According to National Kidney Foundation, eating too much protein may stress kidneys and contribute to pre-existing kidney problems, high levels of protein in the urine, and kidney stones. Getting plenty of exercise and drinking water can help the kidneys flush wastes out of your system more effectively. Make sure you talk to your doctor before beginning a high protein diet if you have ever experienced kidney problems.

Low Calcium

Another issue regarding getting too much protein is leeching of calcium from the bones. The acids released by the body as it digests protein are absorbed with the help of calcium. If you aren't getting enough calcium, your body will take it from your bones. A Nurses Health Study even showed that women who ate more than 95 grams of protein were more likely to have broken their wrist than were women who ate less protein.

Heart Problems From Animal Proteins

While it's a popular belief eating too much protein causes cardiovascular disease, new research shows that a high protein diet that emphasizes vegetable sources of protein is protective to the heart. While both sources of protein have an equal effect on the body, according to Harvard School of Public Health, the protein package is what is likely to lead to heart problems. Animal proteins tend to have high levels of saturated fat, which may contribute to heart disease.

Cancer From Animal Proteins

The same Harvard School of Public Health report suggests that the type of protein you eat may affect more than your heart. Diets high in red meat protein such as beef may lead to higher incidences of cancer.

Reduced Ketosis

Low-carbohydrate dieters often seek to fill in gaps left by starchy carbohydrates like rice and pasta with protein; however, even low-carbohydrate diet proponents like Dr. Michael R. Eades suggest too much protein in the diet can be deleterious to the diet's primary mechanism, ketosis. Dieters can fill in gaps with low-glycemic vegetables and healthy fats.

Gout suggests that because animal protein foods are high in purines, they cause high levels of uric acid which may contribute to gout. Eating vegetable-based proteins may reduce your risk.

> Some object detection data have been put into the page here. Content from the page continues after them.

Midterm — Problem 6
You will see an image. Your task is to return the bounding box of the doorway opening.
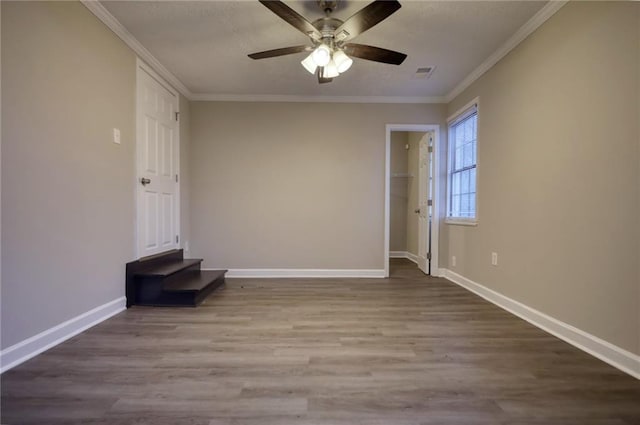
[135,59,180,258]
[385,125,440,277]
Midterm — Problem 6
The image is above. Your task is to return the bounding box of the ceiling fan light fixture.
[300,53,318,74]
[322,60,340,78]
[311,44,331,66]
[333,50,353,74]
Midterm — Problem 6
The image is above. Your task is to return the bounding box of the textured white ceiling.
[101,0,546,97]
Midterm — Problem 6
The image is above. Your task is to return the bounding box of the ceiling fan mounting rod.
[318,0,338,17]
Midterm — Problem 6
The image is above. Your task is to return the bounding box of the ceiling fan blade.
[344,43,407,65]
[249,46,313,59]
[316,66,333,84]
[334,0,402,41]
[260,0,322,40]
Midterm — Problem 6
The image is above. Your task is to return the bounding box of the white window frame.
[445,97,480,226]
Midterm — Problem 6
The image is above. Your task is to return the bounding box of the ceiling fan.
[249,0,407,84]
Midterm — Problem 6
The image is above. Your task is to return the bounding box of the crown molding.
[190,93,445,103]
[444,0,569,103]
[80,0,569,104]
[80,0,193,100]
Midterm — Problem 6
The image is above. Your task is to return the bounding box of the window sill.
[444,218,478,226]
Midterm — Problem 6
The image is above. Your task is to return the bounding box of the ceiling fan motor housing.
[318,0,338,14]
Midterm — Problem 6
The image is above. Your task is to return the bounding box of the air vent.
[413,66,436,80]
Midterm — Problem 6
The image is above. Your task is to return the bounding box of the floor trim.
[443,269,640,379]
[208,268,384,278]
[0,297,126,373]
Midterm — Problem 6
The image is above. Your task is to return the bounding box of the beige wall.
[180,95,191,247]
[441,2,640,354]
[389,131,408,251]
[1,1,180,348]
[190,102,445,269]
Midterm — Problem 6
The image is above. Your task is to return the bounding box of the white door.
[136,62,180,258]
[418,132,433,274]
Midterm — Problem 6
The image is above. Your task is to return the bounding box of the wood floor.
[1,260,640,425]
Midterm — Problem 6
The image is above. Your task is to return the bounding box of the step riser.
[126,249,226,307]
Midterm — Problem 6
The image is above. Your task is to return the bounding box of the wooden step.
[162,270,227,292]
[135,258,202,278]
[126,249,227,307]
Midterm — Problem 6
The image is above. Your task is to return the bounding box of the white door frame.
[384,124,441,277]
[133,57,183,259]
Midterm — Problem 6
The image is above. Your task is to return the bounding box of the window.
[447,100,478,224]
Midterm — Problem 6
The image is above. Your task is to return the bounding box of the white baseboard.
[443,269,640,379]
[202,268,384,278]
[389,251,418,264]
[0,297,127,373]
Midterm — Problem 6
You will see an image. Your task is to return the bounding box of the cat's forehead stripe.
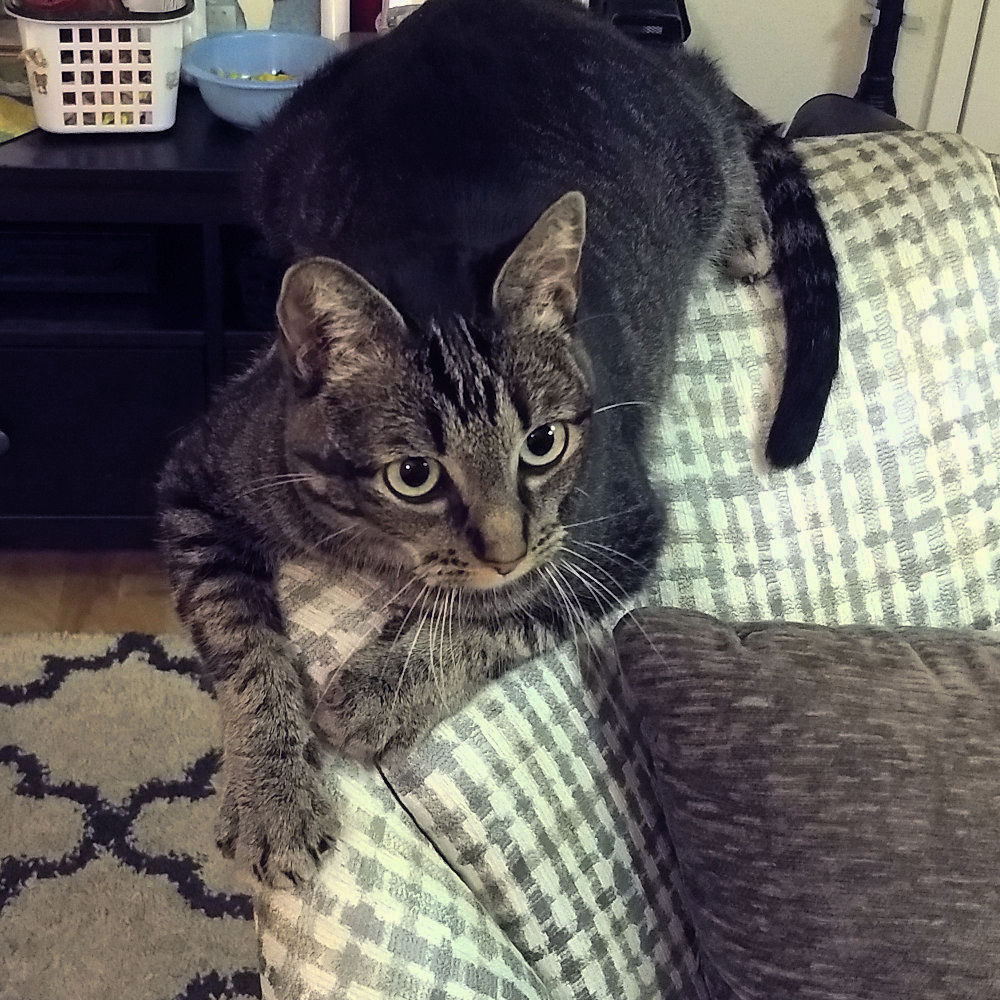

Environmental Disadvantage

One disadvantage of high protein diets you may not have considered is an impact that goes beyond your personal fitness. This negative effect is the amount of energy it takes to produce a protein-rich, animal-based diet. In The Omnivore's Dilemma (2007), author Michael Pollan explains that raising one cow in a standard factory farm uses roughly 35 gallons of oil. If you are at all concerned with the size of your carbon footprint, choosing to forego a high protein diet in favor of a more moderate plan is an easy way to reduce oil consumption.

Macronutrient Balance

Eggs, pork, salmon and steak

Protein is an essential building block of human tissue. It functions in every part of the body, and you need to eat enough to maintain health. However, regularly eating too much protein may lead to an array of health issues ranging from kidney problems to certain types of cancer. Regardless of whether you are eating additional protein for improved athletic performance or as part of a low-carbohydrate diet, your body needs a balance of macro and micronutrients. To that end, a healthy diet contains proteins, fats, and carbohydrates and includes a variety of foods from across the spectrum of color. By maintaining your protein at 30 percent or less of your caloric intake, you can help keep your macronutrients in balance and your body functioning optimally.

Protein Needs

You need protein for health, growth and healing, but once those needs are met, there are few added benefits to a very high-protein diet. According to the USDA Supertracker, an average adult woman needs approximately 46 grams of protein per day. If you are actively building muscle through an athletic training program, you may need more, perhaps as much as 77 grams per day. If you're consuming significantly more than the RDA for protein, you may be putting yourself at risk for some of the problems that can come from eating too much protein. Finding a balance that allows you to get the protein you need along with other valuable nutrients is the best way to ensure optimum health and fitness.